When I was checking up on some facts on Joe Jackson, I found the free Wikipedia to be of use. In the very well-done account of the Black Sox scandal (to which I made some minor edits, replacing a couple of odd word choices and fixing some commas), I noticed a link to a non-existent biography of pitcher and ringleader Eddie Cicotte. So I whipped out my Baseball Encyclopedia, opened it up to Cicotte’s statistics, did a couple of Web searches to grab some more detail and check my own memory, and based on those references, I wrote one.
Cicotte was a knuckleballer, but I found the Wikipedia didn’t have an article on the knuckleball either. So I wrote one of those too. Along the way to writing that, I found the Wikipedia had a biography of Hoyt Wilhelm, which I didn’t touch, but didn’t have one of Phil Niekro, the most notable pitcher from my lifetime to throw the pitch. I didn’t write that biography.

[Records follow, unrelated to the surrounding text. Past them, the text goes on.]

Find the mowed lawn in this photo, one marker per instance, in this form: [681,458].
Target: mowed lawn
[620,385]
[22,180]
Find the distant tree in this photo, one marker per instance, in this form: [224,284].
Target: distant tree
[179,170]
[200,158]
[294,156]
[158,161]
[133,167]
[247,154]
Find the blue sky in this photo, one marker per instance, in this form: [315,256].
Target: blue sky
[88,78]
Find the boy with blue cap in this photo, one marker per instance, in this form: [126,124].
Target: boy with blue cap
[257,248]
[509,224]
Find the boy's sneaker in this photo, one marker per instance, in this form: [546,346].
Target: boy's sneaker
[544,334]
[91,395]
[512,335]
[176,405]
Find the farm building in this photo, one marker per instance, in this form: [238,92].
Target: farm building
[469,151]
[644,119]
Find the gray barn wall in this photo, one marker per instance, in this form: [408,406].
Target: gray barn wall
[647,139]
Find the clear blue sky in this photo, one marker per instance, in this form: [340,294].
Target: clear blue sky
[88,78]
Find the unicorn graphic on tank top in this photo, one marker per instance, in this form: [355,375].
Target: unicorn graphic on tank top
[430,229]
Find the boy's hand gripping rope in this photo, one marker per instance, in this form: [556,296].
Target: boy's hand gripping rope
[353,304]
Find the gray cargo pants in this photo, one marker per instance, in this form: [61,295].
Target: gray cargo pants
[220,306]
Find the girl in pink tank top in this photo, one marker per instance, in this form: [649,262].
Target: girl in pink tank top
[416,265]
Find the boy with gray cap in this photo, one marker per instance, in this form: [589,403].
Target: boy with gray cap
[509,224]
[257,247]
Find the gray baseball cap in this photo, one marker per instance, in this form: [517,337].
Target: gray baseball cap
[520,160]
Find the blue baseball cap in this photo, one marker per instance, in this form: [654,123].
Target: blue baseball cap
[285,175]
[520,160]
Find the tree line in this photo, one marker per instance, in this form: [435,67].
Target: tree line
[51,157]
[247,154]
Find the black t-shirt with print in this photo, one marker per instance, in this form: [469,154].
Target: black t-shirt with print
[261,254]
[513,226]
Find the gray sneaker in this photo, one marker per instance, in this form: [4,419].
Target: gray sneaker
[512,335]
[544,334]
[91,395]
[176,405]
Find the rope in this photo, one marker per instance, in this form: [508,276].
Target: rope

I also found there’s no biography of Jimmie Foxx. That wrong will have to be righted by yours truly very soon. As will the criminal exclusion of Mike Sweeney, and the embarrassingly sketchy history of the Kansas City Royals. (The George Brett biography was reasonably complete; I made a few minor additions.) I can see how this can get addictive fast.
I read a while back some astronomical statistic about the Wikipedia’s size, but that it wasn’t yet as big as the Encyclopædia Britannica. I visited it, ready to contribute an article or two, but couldn’t think of anything. I figured I’d write about technology but found all the articles in my area of expertise were already very impressive.
So my contribution to this fount of knowledge is in the area of baseball instead.
Hey, it’s good that it’ll go somewhere.